Mimpi buruk yang selama ini menghantui tidurku, kini benar-benar terjadi.
Dalam mimpi itu tergambar jelas, bahwa aku terjebak di lebatnya belantara gunung Salak. Hingga di akhir mimpi itu aku melihat rombongan team SAR menandu seseorang yang tak asing lagi dalam hidupku, yaa aku melihat Rohman sahabatku berbaring ditandu.
Aku berteriak-teriak dari atas bukit, namun rombongan team SAR itu tetap tak mendengar, hingga kepala Rohman menoleh ke arahku, dengan pelan dan menangis dia berbisik,
"Selamat tinggal kawan..."
Lalu Rohman memejamkan matanya.
Seketika aku berteriak sekencang-kencangnya, namun para team SAR itu tetap berjalan tak menghiraukan.
Hingga akhirnya aku terbangun dari mimpi burukku.
*****
Dan hari ini mimpi itu benar-benar terjadi, aku dan sahabatku Rohman tersesat dalam belantara hutan gunung Salak, terpisah dari rombongan karena salah memilih jalur, berkutat-kutat tak menemukan jalan pulang. Dan parahnya kami mengalami insiden yang sangat menakutkan, aku dan Rohman terperosok dalam jurang saat mencoba mencari aliran air. Hingga kaki Rohman terluka sangat parah.
Kini sudah dua hari dari insiden itu, aku dapati Rohman masih terbaring lemah, tubuhnya menggigil merintih kesakitan, suhu tubuhnya sangat tinggi meski di tempat yang sedingin ini, kakinya bengkak, bahkan luka sobek di kakinya kini mulai membusuk.
Aku benar-benar takut dan tak tau harus berbuat apa, diam disini menemaninya hingga bantuan datang, aku rasa ini sama halnya pasrah menunggu kematian. Tapi jika aku melanjutkan perjalanan dengan membawa Rohman dalam keadaan seperti ini, itu juga tak memungkinkan.
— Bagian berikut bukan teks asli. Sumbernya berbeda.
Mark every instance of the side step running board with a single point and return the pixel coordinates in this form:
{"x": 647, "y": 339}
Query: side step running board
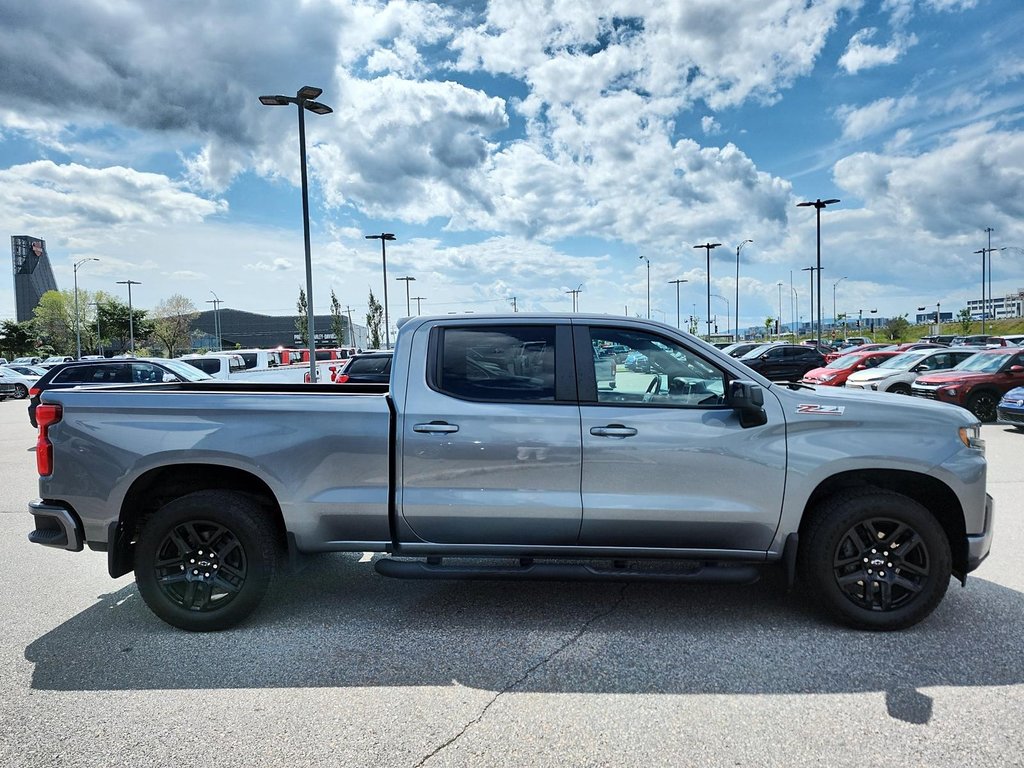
{"x": 564, "y": 572}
Dan aku juga tak mungkin tega meninggalkan sahabatku dalam keadaan seperti ini sendiri untuk mencari bantuan.
Apalagi aku melihat wajahnya begitu pucat, makin hari kondisinya makin memburuk, terbaring lemah tak berdaya.
Aku mencoba memeluknya untuk sekedar menenangkan batinku yang makin kacau, dan juga untuk mengisyaratkan bahwa aku sangat-sangat menyayanginya sebagai sahabatku.
Lalu aku bisikkan kata di telinganya lirih,
"Kamu pasti kuat Rohman, kamu adalah satu-satunya sahabat terbaikku..."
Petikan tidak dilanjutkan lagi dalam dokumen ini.